Lucy und der Professor spazierten den Gehsteig entlang auf das Hotel zu. Zerlumpte Kinder spielten auf dem Boulevard mit einem Fußball, der nur noch wenig Luft hatte; ganz Khartum war ihr Fußballfeld. O’Hanrahan sah einen Tabakladen, der ihn anlockte: Ah, kubanische Zigarren! Lucy sehnte sich nach ihrem Hotelzimmer, um sich das Gesicht zu waschen, den Schmutz herunterzuschrubben und sich in Unterwäsche unter den Ventilator zu legen. »Patrick O’Hanrahan?«
Lucy sah auf und erblickte den kleinen, stämmigen, dunklen arabischen Polizisten in der weißen Uniform, der sie im Hilton beobachtet hatte. Hinter ihm an der Hoteltür standen zwei große, gleichgültig dreinschauende Soldaten, Maschinenpistolen an den Gürteln. »Kann ich Ihnen helfen?« fragte O’Hanrahan, dessen Miene sich verfinsterte bei der Aussicht auf erneute Querelen mit den Behörden.
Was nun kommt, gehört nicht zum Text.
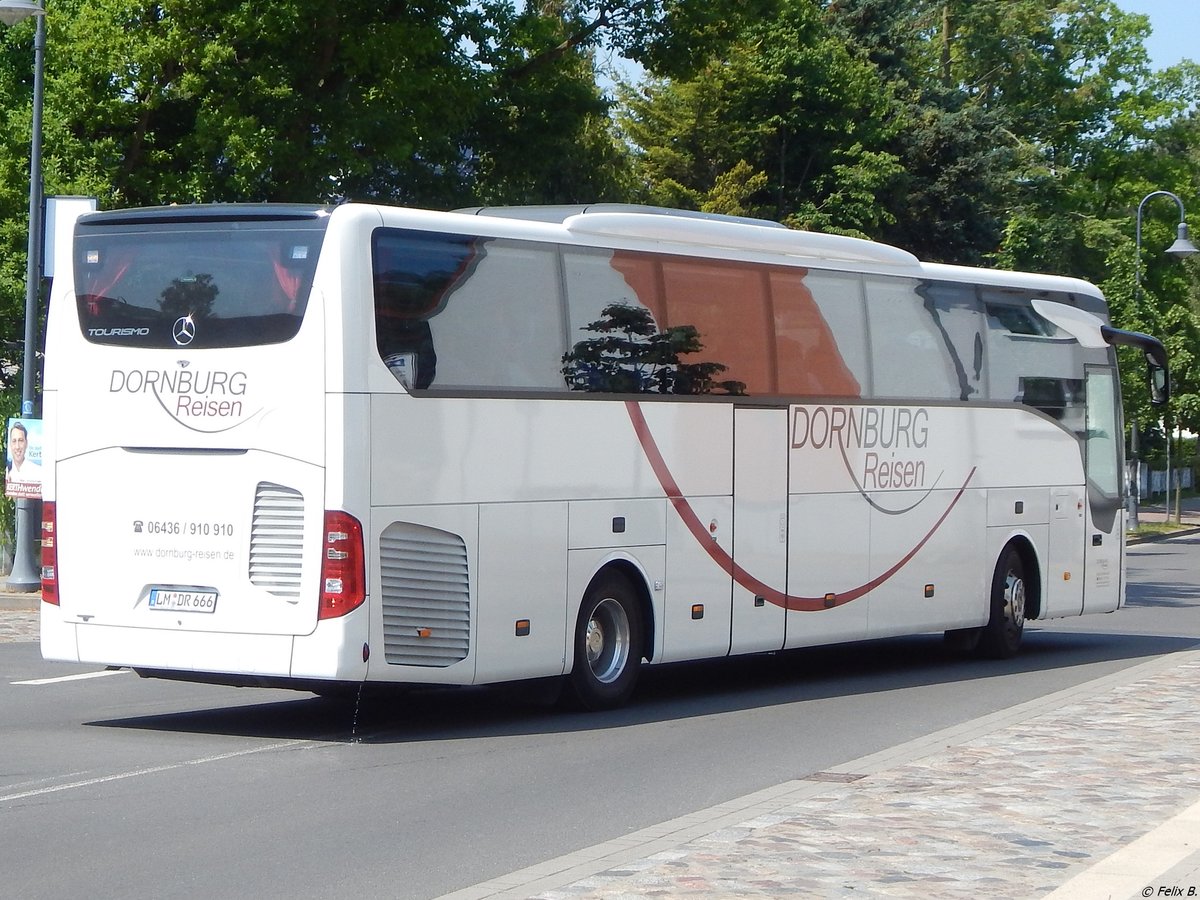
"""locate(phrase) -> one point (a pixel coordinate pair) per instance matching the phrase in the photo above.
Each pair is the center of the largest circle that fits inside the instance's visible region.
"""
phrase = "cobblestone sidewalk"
(1012, 811)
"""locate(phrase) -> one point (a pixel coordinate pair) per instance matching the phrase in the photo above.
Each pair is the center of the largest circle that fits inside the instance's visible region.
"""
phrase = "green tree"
(787, 118)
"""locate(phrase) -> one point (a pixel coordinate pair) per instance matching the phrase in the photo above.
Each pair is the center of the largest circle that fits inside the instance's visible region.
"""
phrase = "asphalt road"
(117, 786)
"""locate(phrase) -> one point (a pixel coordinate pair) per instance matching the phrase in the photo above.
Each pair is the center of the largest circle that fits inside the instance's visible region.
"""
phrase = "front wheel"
(1002, 635)
(607, 643)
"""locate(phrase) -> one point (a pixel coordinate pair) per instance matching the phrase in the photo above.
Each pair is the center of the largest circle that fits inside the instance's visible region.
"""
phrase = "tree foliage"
(1021, 133)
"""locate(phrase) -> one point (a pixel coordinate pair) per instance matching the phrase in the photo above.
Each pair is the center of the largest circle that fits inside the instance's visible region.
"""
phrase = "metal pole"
(27, 557)
(1182, 247)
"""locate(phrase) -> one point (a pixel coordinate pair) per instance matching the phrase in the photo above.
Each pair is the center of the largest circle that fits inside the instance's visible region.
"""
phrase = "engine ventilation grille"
(276, 539)
(426, 595)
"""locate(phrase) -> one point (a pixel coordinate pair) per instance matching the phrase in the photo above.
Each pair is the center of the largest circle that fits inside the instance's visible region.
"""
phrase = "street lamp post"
(1181, 249)
(25, 570)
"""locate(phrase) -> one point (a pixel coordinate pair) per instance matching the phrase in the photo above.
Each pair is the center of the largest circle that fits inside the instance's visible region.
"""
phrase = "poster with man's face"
(23, 459)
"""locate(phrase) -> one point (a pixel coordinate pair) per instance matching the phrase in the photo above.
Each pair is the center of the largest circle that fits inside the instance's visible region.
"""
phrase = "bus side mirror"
(1157, 376)
(1159, 381)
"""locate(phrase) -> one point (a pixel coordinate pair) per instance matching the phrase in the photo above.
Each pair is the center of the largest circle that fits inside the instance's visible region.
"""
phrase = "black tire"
(1002, 635)
(607, 643)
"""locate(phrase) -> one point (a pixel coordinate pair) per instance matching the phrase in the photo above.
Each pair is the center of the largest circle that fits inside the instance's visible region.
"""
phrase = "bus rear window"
(195, 285)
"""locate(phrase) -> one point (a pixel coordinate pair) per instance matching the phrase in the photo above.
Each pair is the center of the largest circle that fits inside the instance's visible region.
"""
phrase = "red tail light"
(342, 568)
(49, 553)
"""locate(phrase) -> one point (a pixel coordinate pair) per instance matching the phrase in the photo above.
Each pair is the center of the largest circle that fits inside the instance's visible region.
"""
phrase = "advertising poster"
(23, 459)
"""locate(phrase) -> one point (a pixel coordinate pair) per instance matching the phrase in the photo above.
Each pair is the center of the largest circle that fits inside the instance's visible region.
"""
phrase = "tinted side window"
(461, 311)
(652, 324)
(923, 341)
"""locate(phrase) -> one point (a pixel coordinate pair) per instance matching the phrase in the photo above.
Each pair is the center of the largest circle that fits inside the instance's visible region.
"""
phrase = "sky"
(1175, 34)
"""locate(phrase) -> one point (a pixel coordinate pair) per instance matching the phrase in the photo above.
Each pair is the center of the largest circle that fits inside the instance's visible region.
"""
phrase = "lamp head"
(1182, 246)
(13, 11)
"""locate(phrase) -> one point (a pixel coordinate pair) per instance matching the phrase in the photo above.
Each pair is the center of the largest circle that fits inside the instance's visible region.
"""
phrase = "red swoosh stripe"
(700, 532)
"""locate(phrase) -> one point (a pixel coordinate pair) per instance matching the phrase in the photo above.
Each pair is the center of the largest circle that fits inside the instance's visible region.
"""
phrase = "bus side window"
(413, 275)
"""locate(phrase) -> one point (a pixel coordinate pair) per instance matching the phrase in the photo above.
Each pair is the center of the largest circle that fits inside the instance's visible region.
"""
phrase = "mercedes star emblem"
(184, 330)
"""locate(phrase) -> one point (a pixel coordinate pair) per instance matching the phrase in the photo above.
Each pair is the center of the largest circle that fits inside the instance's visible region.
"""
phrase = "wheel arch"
(1024, 546)
(633, 573)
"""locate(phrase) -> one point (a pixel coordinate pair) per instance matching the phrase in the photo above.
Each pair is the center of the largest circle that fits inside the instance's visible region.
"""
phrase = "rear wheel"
(607, 643)
(1002, 635)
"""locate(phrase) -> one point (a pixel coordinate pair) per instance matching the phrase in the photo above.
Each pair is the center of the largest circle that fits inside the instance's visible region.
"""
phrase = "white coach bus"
(306, 447)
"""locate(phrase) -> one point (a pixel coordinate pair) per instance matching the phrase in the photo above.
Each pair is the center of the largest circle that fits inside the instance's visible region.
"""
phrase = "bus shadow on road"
(676, 691)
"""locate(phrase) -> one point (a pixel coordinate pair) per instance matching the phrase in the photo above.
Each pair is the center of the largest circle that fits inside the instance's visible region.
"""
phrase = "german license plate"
(184, 600)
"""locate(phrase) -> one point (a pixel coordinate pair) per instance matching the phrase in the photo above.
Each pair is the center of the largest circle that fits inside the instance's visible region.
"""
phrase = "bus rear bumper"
(333, 652)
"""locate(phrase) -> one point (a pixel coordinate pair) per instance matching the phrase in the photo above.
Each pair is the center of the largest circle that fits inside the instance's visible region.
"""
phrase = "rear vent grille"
(276, 539)
(426, 597)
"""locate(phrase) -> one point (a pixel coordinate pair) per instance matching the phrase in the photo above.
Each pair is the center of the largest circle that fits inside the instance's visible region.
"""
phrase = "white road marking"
(82, 677)
(148, 771)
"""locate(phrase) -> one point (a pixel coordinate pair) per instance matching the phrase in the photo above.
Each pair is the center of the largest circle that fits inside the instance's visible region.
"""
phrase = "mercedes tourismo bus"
(309, 447)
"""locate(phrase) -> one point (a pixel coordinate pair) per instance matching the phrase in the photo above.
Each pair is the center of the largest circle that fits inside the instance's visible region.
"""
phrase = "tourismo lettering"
(861, 427)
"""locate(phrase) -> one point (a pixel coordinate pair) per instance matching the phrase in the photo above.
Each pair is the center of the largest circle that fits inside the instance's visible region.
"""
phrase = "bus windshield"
(195, 283)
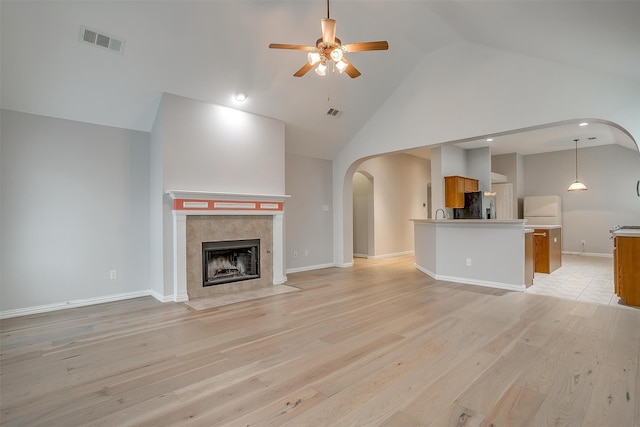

»Kommen Sie mit mir ins Hotel«, sagte der Beamte in schönem Englisch mit afrikanischem Rhythmus, das in Khartum fast jeder gebildete Sudanese sprach, ein Relikt aus den Zeiten des Kolonialismus. »Ich bin Major Mohammed Ali Nessim von der Inneren Sicherheit.« In der Hotelhalle warfen der Besitzer und seine Frau O’Hanrahan einen besorgten Blick zu. »Es tut uns leid, Mr. O’Hanrahan«, sagte der Besitzer, »aber es gibt Probleme mit Ihrer Kreditkarte.« Das Spiel ist aus, dachte Lucy.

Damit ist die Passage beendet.